El nombre de "San Miguel de las Victorias", que es su propio nombre, sólo existe hoy en la historia o en algún documento antiguo; pues el vulgo lo designó desde luego bajo el de "San Francisco", sin duda por ser esta la casa matriz de la orden franciscana en Tenerife, y todos, grandes y pequeños, ilustrados e ignorantes, le conocen con ese nombre.

Todos los historiadores convienen en que, después de la fundación de la parroquia de la Concepción, este fué el segundo templo que se levantó en esta ciudad, el cual situaron de un modo provisional en las faldas del cerro del "Bronco", desde cuyo punto el Adelantado lo hizo trasladar al sitio que hoy ocupa. Ya hemos dejado consignado que los frailes lo cedieron a las monjas en 1547, volviendo a recuperarlo después de treinta años, en 1577.

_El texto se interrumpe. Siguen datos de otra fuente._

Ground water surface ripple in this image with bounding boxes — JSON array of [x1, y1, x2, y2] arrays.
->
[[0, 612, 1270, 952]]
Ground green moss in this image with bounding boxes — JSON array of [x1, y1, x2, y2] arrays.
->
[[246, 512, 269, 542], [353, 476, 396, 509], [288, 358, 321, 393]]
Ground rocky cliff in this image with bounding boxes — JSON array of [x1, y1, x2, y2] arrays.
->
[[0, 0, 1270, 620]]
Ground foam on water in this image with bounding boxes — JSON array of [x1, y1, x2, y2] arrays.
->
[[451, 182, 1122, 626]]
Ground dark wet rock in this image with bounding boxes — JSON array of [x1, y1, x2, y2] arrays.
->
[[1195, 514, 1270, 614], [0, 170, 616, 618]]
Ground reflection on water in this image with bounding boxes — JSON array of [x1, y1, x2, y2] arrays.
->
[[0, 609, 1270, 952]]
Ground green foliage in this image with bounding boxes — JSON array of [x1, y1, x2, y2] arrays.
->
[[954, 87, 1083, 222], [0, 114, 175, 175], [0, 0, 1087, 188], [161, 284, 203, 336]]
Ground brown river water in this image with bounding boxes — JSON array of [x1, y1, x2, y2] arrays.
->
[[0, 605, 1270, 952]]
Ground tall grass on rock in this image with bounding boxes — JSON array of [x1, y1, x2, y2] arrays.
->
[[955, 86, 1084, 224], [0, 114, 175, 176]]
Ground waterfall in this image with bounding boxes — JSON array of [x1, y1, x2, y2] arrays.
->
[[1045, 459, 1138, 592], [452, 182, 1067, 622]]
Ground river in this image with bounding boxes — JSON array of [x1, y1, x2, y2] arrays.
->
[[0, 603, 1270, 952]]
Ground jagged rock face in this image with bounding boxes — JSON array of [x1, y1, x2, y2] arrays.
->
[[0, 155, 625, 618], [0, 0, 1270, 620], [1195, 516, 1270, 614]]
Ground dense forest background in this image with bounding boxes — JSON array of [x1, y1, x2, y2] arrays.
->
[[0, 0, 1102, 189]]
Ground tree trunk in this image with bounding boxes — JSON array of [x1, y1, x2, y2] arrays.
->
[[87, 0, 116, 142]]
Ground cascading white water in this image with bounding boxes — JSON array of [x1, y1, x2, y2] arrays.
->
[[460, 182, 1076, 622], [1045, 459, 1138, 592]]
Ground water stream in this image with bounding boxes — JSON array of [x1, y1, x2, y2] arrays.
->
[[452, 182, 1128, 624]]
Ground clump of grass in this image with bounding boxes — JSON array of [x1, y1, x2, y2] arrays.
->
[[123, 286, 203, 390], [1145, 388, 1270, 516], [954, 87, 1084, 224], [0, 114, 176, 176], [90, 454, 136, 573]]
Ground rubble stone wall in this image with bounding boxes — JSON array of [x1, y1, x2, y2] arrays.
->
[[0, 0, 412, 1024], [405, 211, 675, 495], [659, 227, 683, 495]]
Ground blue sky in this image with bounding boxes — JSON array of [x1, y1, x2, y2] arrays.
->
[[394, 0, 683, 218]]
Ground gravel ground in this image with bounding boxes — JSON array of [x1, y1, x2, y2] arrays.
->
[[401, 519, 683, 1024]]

Por lo simpática que fué siempre en España a las clases media y proletaria la orden franciscana, y por la gran devoción que desde un principio despertó en la isla la sagrada imagen del Crucificado, de que luego hablaré, adquirió muy pronto el templo del convento hermosas proporciones y valiosos adornos, y la casa negó a ser tan amplia y cómoda que mereció se le denominara Convento Grande de San Miguel de las Victorias. Los ancianos que lo recondaban deshacíanse en elogios de su magnificencia, y los antiguos inventarios de las alhajas, que todavía existen (los inventarios, se entiende, no las alhajas), dan a entender bien a las claras cuanto era el valor y riqueza de los objetos del culto.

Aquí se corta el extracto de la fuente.